Search code examples
pythonpyparsing

How to get table names from SQL using select_parser.py from pyparsing?


When I take select_parser.py from pyparsing, and run it with pyparsing 2.2.0 using this code:

query="select z.a, b from test_table left join test2_table where 1=1 and b in (select bb from foo)"
for key, val in select_stmt.parseString(query, parseAll=True).items():
    print "%s: %s" % (key, val)

I get

$ python select_parser.pyparsing.py
where_expr: [['1', '=', '1'], 'AND', ['b', 'IN', ['SELECT', [['bb']], 'FROM', 'foo']]]
from: [['test_table', ['LEFT', 'JOIN'], 'test2_table', []]]
columns: [['z.a'], ['b']]

Although there is a named element "table" in the original definition:

single_source = ( (Group(database_name("database") + "." + table_name("table*")) | table_name("table*")) + 

there is no dict key that comes out with the name "table".

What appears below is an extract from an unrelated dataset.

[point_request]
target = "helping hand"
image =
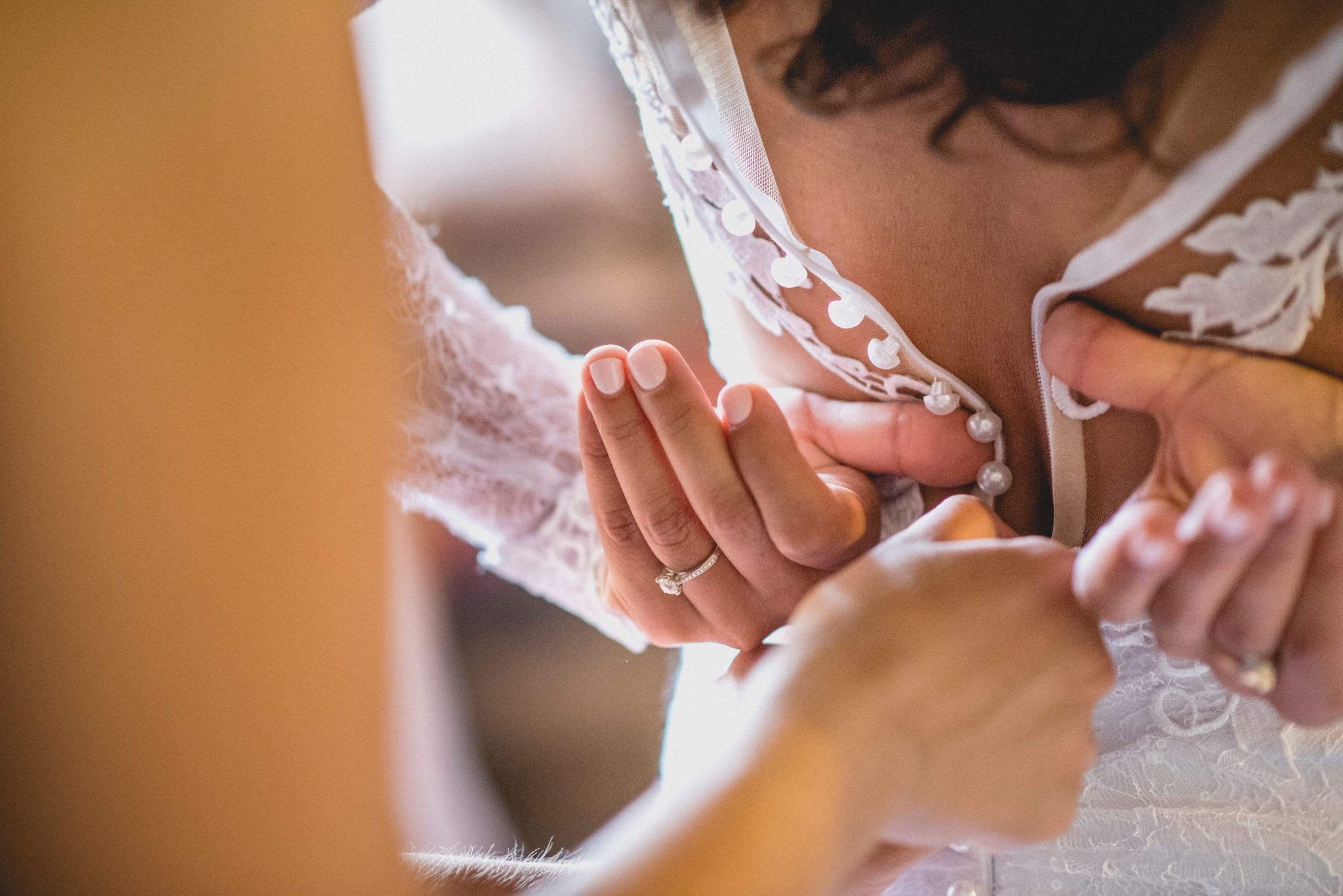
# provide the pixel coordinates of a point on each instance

Perhaps the "from" element consumed things first? I don't understand the exact logic of how the named elements get populated, and I haven't gotten a clear idea from reading the docs (several talks, etc.).

How can I use select_parser.py to get all the table names in a SQL query?

Note: the right answer here is a list (or set): test_table, test2_table, foo.

I could go through "from" and ditch lists, but that seems hacky, I don't know if it would work, and it doesn't seem like how pyparsing is supposed to work.

I see this question, this one, and this one, but I don't understand how they help here.


Solution

  • The sample code you linked to includes a call to runTests. This is a great tool to try different test strings, and to write unit tests for your parser.

    When inserting your query string in the call to runTests, we get this output:

    select z.a, b from test_table left join test2_table where 1=1 and b in (select bb from foo)
    ['SELECT', [['z.a'], ['b']], 'FROM', ['test_table', ['LEFT', 'JOIN'], 'test2_table', []], 'WHERE', [['1', '=', '1'], 'AND', ['b', 'IN', ['SELECT', [['bb']], 'FROM', 'foo']]]]
    - columns: [['z.a'], ['b']]
      [0]:
        ['z.a']
      [1]:
        ['b']
    - from: [['test_table', ['LEFT', 'JOIN'], 'test2_table', []]]
      [0]:
        ['test_table', ['LEFT', 'JOIN'], 'test2_table', []]
        - table: [['test_table'], ['test2_table']]
          [0]:
            ['test_table']
          [1]:
            ['test2_table']
    - where_expr: [['1', '=', '1'], 'AND', ['b', 'IN', ['SELECT', [['bb']], 'FROM', 'foo']]]
      [0]:
        ['1', '=', '1']
      [1]:
        AND
      [2]:
        ['b', 'IN', ['SELECT', [['bb']], 'FROM', 'foo']]
        [0]:
          b
        [1]:
          IN
        [2]:
          ['SELECT', [['bb']], 'FROM', 'foo']
          - columns: [['bb']]
            [0]:
              ['bb']
          - from: ['foo']
          - table: [['foo']]
            [0]:
              ['foo']
    

    The 'table' names are there, but you'll have to do some navigation of the structure to get to them. Here is one way:

    result = select_stmt.parseString(query)
    table_names = []
    def visit_structure(struct):
        if 'table' in struct:
            table_names.extend(t[0] for t in struct.table)
        for substruct in struct:
            if isinstance(substruct, ParseResults):
                visit_structure(substruct)
    
    visit_structure(result)
    print(table_names)
    

    Gives:

    ['test_table', 'test2_table', 'foo']
    

    For future listing of your parsed data, make use of the ParserElement.runTests and ParseResults.dump methods.